Along similar lines, the administration of the cps strain elicited the immune system-mediated regression of established B16F10 melanomas. More than 90% of cps-treated mice survived B16F10 melanoma and most of these animals developed localized and/or systemic vitiligo, as indication of the recognition of melanocytes by the immune system. The therapeutic efficacy of cps cells required the participation of both natural killer (NK) cells and CD8+ T lymphocytes but not of CD4+ T cells. Moreover, also in this setting, the efficacy of cps-based immunotherapy was completely dependent on IL-12 and IFNγ. Living cps parasites were necessary for the elicitation of antitumor responses, suggesting a requirement for the active invasion of host cells by the parasite and their manipulation upon the secretion of effector molecules. Multiple cell types were invaded by cps parasites in the melanoma microenvironment, and various cell types were recruited to neoplastic lesions, tumor-draining lymph node, and the spleen. The treatment increased the frequency of IFNγ-expressing CD8+ T cells specific for a melanoma-associated antigen, namely dopachrome tautomerase (DCT, also known as TRP2). The re-challenge of mice that survived melanoma upon the administration of the cps strain with living melanoma cells failed to support a second wave of oncogenesis, suggesting that cps-based immunotherapy generated significant memory responses. Collectively, these results reveal that immunotherapeutic approaches based on a non-replicating variant of T. gondii can reverse tumor-associated immunosuppression and stimulate effective immune responses against solid tumors (Fig. 1).

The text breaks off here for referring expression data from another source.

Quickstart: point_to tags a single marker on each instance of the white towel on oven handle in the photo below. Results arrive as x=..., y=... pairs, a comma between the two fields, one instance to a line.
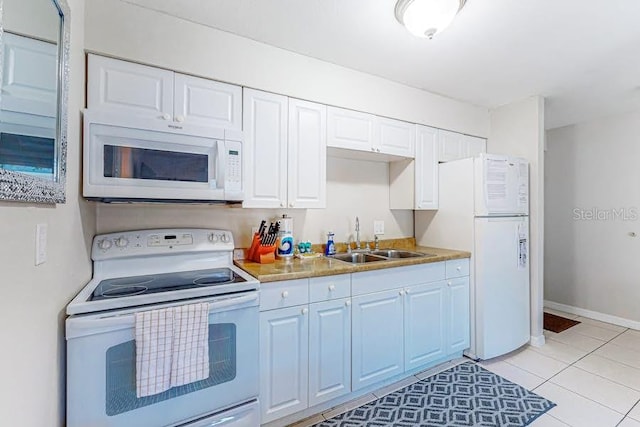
x=190, y=344
x=154, y=347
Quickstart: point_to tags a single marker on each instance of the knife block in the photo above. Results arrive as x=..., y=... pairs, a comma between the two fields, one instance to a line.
x=264, y=254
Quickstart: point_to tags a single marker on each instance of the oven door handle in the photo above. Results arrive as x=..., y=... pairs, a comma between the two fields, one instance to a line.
x=213, y=306
x=83, y=326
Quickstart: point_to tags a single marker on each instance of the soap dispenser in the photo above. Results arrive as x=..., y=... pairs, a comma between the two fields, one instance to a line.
x=330, y=249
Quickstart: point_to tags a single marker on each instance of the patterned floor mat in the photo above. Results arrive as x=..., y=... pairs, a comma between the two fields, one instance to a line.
x=465, y=395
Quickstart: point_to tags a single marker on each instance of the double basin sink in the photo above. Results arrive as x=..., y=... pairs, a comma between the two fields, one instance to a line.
x=377, y=255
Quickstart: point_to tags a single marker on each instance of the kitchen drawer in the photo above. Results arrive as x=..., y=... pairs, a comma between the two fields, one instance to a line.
x=369, y=282
x=457, y=268
x=329, y=287
x=284, y=294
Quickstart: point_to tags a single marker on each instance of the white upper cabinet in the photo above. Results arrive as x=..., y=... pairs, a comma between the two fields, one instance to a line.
x=353, y=130
x=350, y=129
x=264, y=125
x=426, y=178
x=153, y=93
x=285, y=144
x=29, y=70
x=453, y=146
x=307, y=160
x=396, y=137
x=413, y=184
x=206, y=102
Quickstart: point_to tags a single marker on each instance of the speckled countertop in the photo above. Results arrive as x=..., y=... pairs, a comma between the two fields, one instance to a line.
x=290, y=269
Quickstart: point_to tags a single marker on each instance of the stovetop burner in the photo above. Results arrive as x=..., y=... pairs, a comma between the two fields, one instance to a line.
x=140, y=285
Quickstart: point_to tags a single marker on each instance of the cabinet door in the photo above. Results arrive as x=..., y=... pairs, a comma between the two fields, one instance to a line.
x=350, y=129
x=425, y=328
x=29, y=84
x=207, y=103
x=307, y=160
x=284, y=362
x=329, y=350
x=474, y=146
x=377, y=339
x=127, y=88
x=264, y=122
x=458, y=314
x=396, y=137
x=426, y=177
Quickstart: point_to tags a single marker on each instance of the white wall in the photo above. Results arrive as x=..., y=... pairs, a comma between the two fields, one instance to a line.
x=35, y=18
x=592, y=264
x=517, y=129
x=131, y=32
x=33, y=299
x=354, y=188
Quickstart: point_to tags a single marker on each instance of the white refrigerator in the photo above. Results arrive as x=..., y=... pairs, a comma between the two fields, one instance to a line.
x=484, y=209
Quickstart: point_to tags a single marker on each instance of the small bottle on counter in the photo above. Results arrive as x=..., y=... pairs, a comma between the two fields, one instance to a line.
x=330, y=249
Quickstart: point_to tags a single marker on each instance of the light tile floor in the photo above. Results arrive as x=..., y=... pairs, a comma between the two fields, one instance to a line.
x=591, y=371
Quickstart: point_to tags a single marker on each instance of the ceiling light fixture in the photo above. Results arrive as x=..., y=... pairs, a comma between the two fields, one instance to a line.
x=426, y=18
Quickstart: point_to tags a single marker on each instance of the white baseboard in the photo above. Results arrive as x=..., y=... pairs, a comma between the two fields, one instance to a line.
x=620, y=321
x=537, y=341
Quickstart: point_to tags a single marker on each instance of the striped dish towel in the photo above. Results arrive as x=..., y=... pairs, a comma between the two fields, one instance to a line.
x=154, y=341
x=190, y=344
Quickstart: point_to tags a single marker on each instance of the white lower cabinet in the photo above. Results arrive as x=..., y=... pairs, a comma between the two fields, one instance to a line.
x=377, y=352
x=323, y=338
x=329, y=350
x=284, y=362
x=459, y=321
x=425, y=321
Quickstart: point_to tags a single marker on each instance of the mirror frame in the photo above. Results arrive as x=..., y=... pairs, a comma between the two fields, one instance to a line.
x=19, y=187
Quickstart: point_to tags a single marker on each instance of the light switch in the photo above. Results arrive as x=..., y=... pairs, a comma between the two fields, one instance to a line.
x=378, y=227
x=41, y=244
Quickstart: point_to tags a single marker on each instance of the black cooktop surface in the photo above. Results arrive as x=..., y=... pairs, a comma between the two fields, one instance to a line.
x=153, y=283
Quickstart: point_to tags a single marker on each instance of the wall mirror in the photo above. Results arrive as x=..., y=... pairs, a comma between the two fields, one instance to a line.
x=34, y=81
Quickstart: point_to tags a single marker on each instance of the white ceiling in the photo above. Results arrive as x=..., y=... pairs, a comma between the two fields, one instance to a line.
x=582, y=55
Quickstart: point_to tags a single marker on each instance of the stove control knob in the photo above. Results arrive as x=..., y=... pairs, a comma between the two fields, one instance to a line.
x=121, y=242
x=104, y=244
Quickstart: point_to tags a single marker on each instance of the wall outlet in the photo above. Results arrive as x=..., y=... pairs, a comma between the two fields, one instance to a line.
x=41, y=244
x=378, y=227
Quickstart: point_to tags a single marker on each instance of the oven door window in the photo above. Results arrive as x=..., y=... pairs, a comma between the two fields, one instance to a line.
x=121, y=371
x=144, y=163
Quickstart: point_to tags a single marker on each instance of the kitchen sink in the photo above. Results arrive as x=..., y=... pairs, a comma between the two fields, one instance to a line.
x=358, y=257
x=395, y=253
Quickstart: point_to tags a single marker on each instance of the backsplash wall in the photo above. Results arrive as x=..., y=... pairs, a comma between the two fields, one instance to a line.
x=354, y=187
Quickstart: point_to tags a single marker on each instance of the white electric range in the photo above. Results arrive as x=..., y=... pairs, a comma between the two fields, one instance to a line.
x=146, y=270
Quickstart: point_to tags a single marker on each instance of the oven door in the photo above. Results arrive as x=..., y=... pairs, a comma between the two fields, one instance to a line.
x=126, y=162
x=101, y=377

Figure 1. Active invasion by Toxoplasma gondii reverses tumor-elicited immunosuppression and activates tumor-targeting immune responses. Immunosuppressive myeloid CD11c+ cells in the tumor microenvironment are preferentially invaded by the non-replicating cps strain of T. gondii. Invaded or contacted myeloid cells are activated to produce interleukin-12 (IL-12) and to express increased levels of the co-stimulatory molecules CD80 and CD86 on their surface. The cps strain induces the maturation of myeloid CD11c+ cells, leading to increased antigen-presentation and T-cell priming. Eventually this results in the expansion of activated natural killer (NK) cells and CD8+ T lymphocytes, which release interferon γ (IFNγ) into the tumor microenvironment. Cellular responses such as those mediated by NK cells and tumor-specific CD8+ T lymphocytes mediate the killing of cancer, hence causing tumor regression.

A major advantage of cps-based immunotherapy is its versatility. The cps strain was originally developed as a self-adjuvant platform for stimulating potent TH1 immune responses to engineered CD8+ T-cell vaccines. T. gondii uracil auxotrophs can be easily engineered with conventional genetic techniques to exacerbate vaccine-elicited immune responses, to express specific molecules (or exert selected functions) in the tumor microenvironment, or to selectively target particular cell types. These versatile biological features along with the inherent and potent immunotherapeutic potential of the cps platform itself open multiple avenues and a wide-range of potential applications. Exploiting the unique biology of the safe Toxoplasma uracil auxotroph vaccine platform is expected to drive the development of innovative cancer vaccines that are able to eradicate established lesions as well as prevent disease recurrence.